I am trying to determine how to find the accuracy of a LMM. Specifically the BDF2 method, $$y_{n+2}-\frac{4}{3}y_{n+1}+\frac{1}{3}y_n=\frac{2}{3}kf_{n+2}$$ for solving the problem $y'=f(y,x),y(0)=n$ where f is Lipshitz continuous.
I was able to show it was consistent using the characteristic polynomials, but I am not sure how to find the order of accuracy in general for LMM.
Any help on this would be much appreciated. I know how to do this for 1 step methods, but I am struggling on this two step one.

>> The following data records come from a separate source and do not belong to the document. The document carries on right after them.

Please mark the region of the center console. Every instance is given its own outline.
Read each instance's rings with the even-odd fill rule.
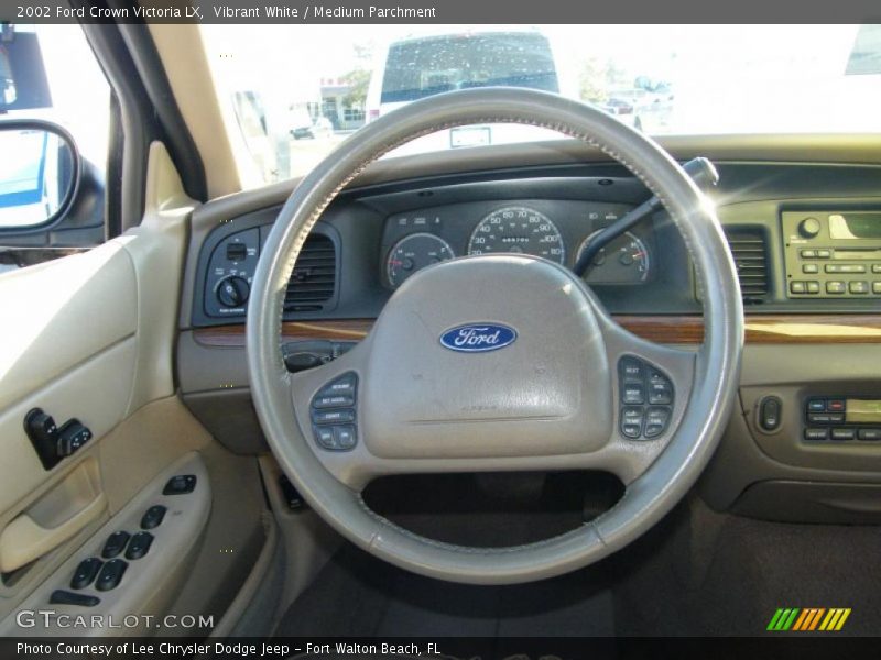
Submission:
[[[784,211],[790,298],[881,296],[881,211]]]

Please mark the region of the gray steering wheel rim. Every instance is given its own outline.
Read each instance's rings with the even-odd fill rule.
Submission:
[[[371,512],[325,470],[290,400],[281,351],[282,302],[294,262],[322,212],[365,167],[421,135],[470,123],[543,127],[581,139],[623,164],[664,202],[703,280],[704,344],[682,422],[668,446],[603,516],[563,536],[513,548],[466,548],[404,530]],[[455,582],[511,584],[551,578],[623,548],[666,515],[709,462],[736,399],[743,310],[735,264],[715,212],[656,143],[601,110],[541,91],[486,88],[438,95],[368,124],[297,186],[262,249],[248,306],[251,394],[267,440],[309,505],[377,557]]]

Let $a_i$ be the coefficient of $y_{n+i}$ and $b_i$ be the coefficient of $f_{n+i}$, where $i \in \{0,\dots,k\} = \{0,1,2\}$. Then, define $d_j = \sum_{i=0}^k \frac{i^j}{j!}a_i - \frac{i^{j-1}}{(j-1)!}b_i$, $d_0 = \sum_{i=0}^k a_i$. Then, the least $j$ such that $d_j\neq 0$ is the order of the method.

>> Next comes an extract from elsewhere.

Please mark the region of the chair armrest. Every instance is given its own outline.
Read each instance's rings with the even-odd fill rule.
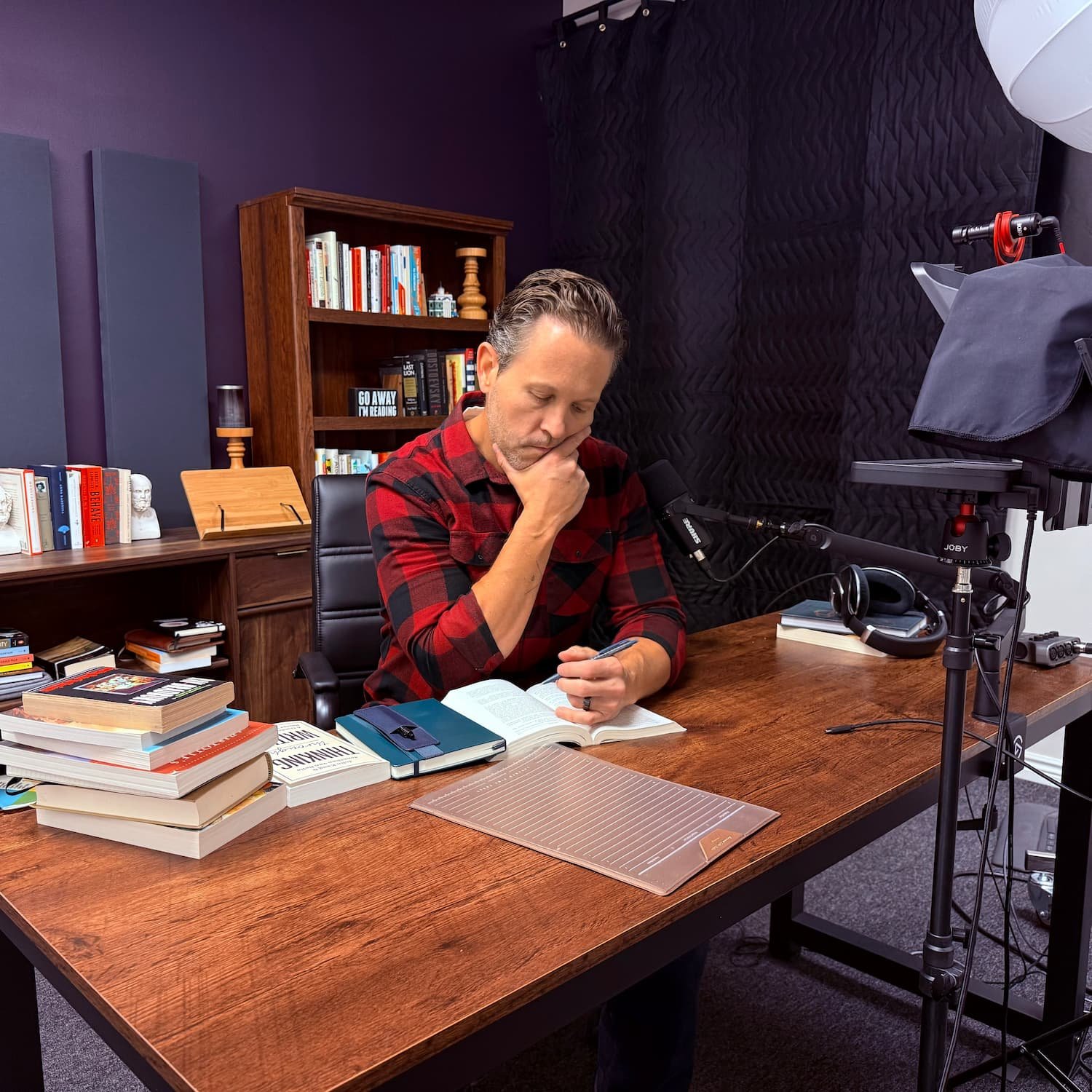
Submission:
[[[321,652],[301,653],[293,675],[306,678],[312,693],[337,692],[337,676]]]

Edit: To specify, if $k$ is the step size, then the error is $\mathcal{O}(k^j)$ where $j$ is the smallest number such that $d_j\neq 0$, as above. Some consider this to mean $j$ is the order of the method, while others consider $j-1$ to be the order. Consult your text/professor for clarification.